Después de lo que me pareció una eternidad, salí de la bañera y me envolví en un albornoz. Sin necesidad de ponerme nada más, me calcé unas zapatillas y bajé a la mesa del comedor. Para mi sorpresa, Zeker no estaba allí. Cuando me senté, Kayla trajo la comida.
El aroma me hizo la boca agua al instante.
«Muchas gracias», le dije agradecida antes de zambullirme en la comida, y fue una delicia. Se quedó a mi lado, llenándome el plato cada vez que terminaba hasta que no pude comer ni un bocado más.
«Tu comida es la mejor que he probado nunca», comenté mientras me levantaba, engullía el contenido de mi vaso y empezaba a recoger la mesa.
«Es mi deber. Por favor, déjame hacerlo», dijo con la preocupación dibujada en el rostro.

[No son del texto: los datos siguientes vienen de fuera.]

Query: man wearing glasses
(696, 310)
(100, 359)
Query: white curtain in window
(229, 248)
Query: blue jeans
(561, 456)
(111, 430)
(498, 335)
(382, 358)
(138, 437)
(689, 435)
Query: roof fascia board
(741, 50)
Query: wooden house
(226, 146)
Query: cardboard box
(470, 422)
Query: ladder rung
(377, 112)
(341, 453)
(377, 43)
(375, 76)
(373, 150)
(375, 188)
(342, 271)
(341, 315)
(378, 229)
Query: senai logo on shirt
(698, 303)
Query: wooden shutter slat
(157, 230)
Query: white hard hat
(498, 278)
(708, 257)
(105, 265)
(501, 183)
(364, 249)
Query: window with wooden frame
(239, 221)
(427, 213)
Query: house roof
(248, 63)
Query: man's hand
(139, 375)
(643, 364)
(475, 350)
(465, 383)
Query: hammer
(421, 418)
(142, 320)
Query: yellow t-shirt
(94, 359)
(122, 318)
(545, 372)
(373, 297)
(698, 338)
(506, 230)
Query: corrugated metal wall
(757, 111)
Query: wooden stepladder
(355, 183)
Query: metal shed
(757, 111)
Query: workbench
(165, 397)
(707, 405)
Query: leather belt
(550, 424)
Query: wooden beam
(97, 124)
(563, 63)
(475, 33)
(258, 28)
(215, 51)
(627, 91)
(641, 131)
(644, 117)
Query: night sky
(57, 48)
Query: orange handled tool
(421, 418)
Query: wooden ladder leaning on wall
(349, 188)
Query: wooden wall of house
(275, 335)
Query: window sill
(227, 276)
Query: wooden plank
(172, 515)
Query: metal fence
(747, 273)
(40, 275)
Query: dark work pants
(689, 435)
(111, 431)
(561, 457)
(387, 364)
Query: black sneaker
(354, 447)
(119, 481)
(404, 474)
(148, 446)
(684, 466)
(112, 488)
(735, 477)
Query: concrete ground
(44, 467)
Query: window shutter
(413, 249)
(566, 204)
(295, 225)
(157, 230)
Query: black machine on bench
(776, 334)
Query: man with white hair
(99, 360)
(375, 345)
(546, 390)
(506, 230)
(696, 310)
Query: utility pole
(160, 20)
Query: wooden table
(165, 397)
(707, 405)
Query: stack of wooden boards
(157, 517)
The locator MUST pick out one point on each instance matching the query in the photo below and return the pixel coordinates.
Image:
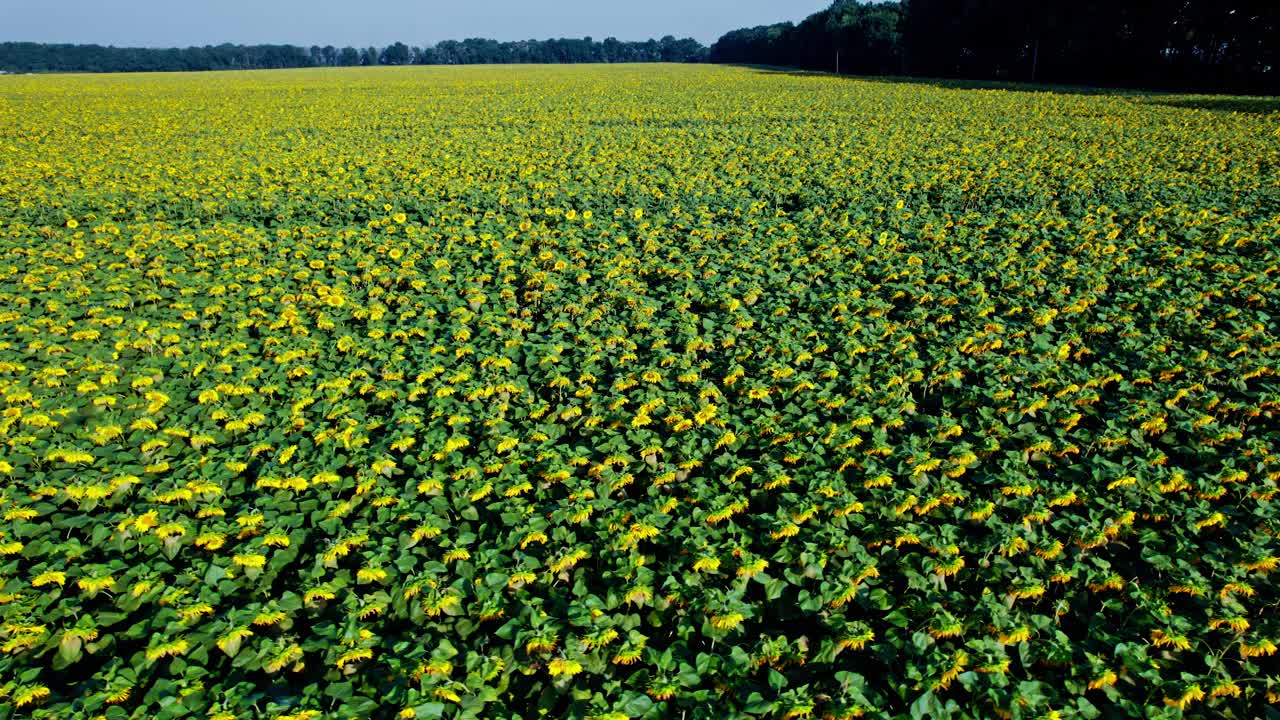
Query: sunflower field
(635, 392)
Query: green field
(629, 391)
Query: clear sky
(167, 23)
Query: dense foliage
(592, 392)
(1212, 45)
(40, 58)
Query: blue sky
(161, 23)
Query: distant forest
(1210, 45)
(42, 58)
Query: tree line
(1211, 45)
(41, 58)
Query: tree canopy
(33, 57)
(1208, 45)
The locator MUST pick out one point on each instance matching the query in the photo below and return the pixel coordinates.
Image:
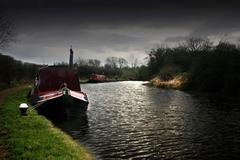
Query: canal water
(128, 120)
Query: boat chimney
(71, 58)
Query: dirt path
(3, 95)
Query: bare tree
(133, 61)
(112, 62)
(6, 30)
(122, 62)
(194, 44)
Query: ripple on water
(127, 120)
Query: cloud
(98, 32)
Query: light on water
(127, 120)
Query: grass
(33, 136)
(176, 82)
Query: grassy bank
(33, 136)
(177, 82)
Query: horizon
(118, 29)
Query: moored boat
(95, 78)
(57, 90)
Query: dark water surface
(127, 120)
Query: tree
(111, 62)
(122, 62)
(196, 44)
(133, 61)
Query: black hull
(62, 107)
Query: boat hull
(64, 106)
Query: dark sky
(98, 29)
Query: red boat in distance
(57, 89)
(94, 78)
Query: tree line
(204, 66)
(113, 68)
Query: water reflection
(128, 120)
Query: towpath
(3, 95)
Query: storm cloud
(45, 34)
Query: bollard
(23, 109)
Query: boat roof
(52, 78)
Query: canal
(128, 120)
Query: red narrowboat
(97, 78)
(56, 90)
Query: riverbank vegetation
(33, 136)
(197, 65)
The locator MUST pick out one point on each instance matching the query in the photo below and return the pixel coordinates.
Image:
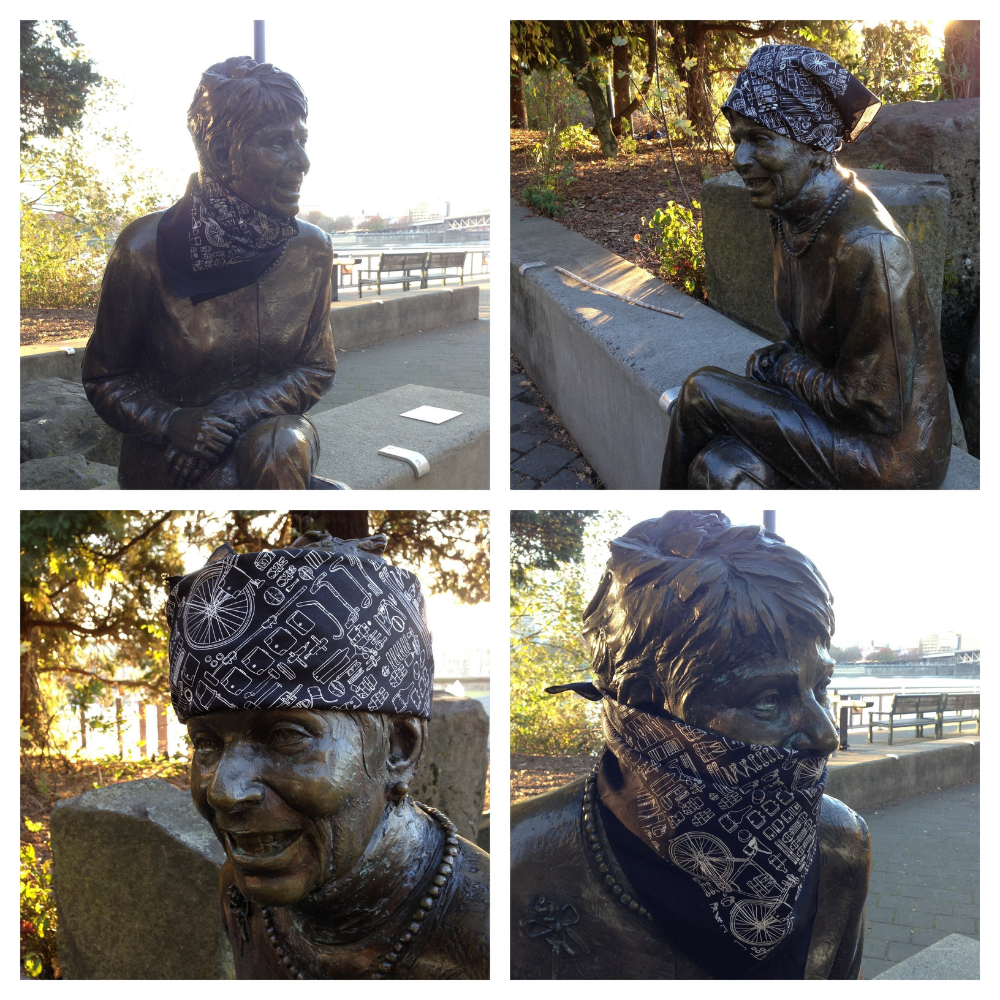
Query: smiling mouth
(247, 848)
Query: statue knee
(279, 453)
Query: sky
(895, 574)
(394, 106)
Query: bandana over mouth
(213, 242)
(739, 820)
(803, 94)
(316, 627)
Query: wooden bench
(444, 261)
(915, 705)
(959, 703)
(393, 263)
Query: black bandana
(212, 242)
(804, 95)
(300, 628)
(739, 821)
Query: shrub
(38, 913)
(679, 244)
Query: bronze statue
(856, 396)
(701, 846)
(305, 677)
(213, 333)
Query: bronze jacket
(452, 943)
(866, 351)
(261, 351)
(569, 922)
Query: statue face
(771, 702)
(267, 169)
(288, 795)
(774, 168)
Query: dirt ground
(532, 774)
(51, 326)
(609, 197)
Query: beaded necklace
(777, 224)
(404, 937)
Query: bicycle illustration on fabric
(300, 628)
(740, 820)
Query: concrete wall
(362, 322)
(910, 770)
(739, 276)
(602, 364)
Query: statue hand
(201, 433)
(184, 469)
(761, 364)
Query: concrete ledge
(602, 364)
(458, 450)
(53, 361)
(362, 322)
(867, 777)
(953, 957)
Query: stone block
(739, 274)
(458, 450)
(362, 322)
(67, 472)
(57, 419)
(136, 871)
(953, 957)
(137, 866)
(452, 772)
(937, 137)
(64, 360)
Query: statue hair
(685, 597)
(238, 97)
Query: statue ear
(217, 155)
(407, 738)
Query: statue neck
(399, 857)
(804, 211)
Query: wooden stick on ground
(615, 295)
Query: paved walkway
(456, 357)
(543, 455)
(925, 874)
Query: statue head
(726, 628)
(789, 112)
(304, 676)
(248, 122)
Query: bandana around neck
(317, 628)
(212, 242)
(739, 820)
(803, 94)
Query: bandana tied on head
(326, 627)
(740, 821)
(212, 242)
(804, 95)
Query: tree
(93, 586)
(545, 540)
(55, 81)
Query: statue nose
(234, 784)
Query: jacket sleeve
(301, 385)
(114, 351)
(870, 387)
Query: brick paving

«No te preocupes, yo me encargo. No estoy acostumbrada a que me sirvan así. No puedo sentarme y ver cómo limpias la mesa cuando eres como una madre para mí».
«Pero no lo hagas cuando esté el jefe. No quiero que me corten la cabeza», bromeó, y los dos nos reímos mientras entrábamos en la cocina.
«Me llamo Chantel, olvidé presentarme antes», dije mientras empezaba a fregar los platos.
«Qué nombre tan bonito. Me recuerda a alguien… pero ya no está.
Era realmente una mujer hermosa», dijo Kayla, su expresión se volvió triste, lo que me hizo centrarme en ella.
«Ella no merecía lo que le pasó. Murió en manos de…».
Enarqué una ceja, ansioso por escuchar más de la historia, pero fue como si algo invisible la hubiera detenido. Se calló de repente, una sombra cruzó su rostro.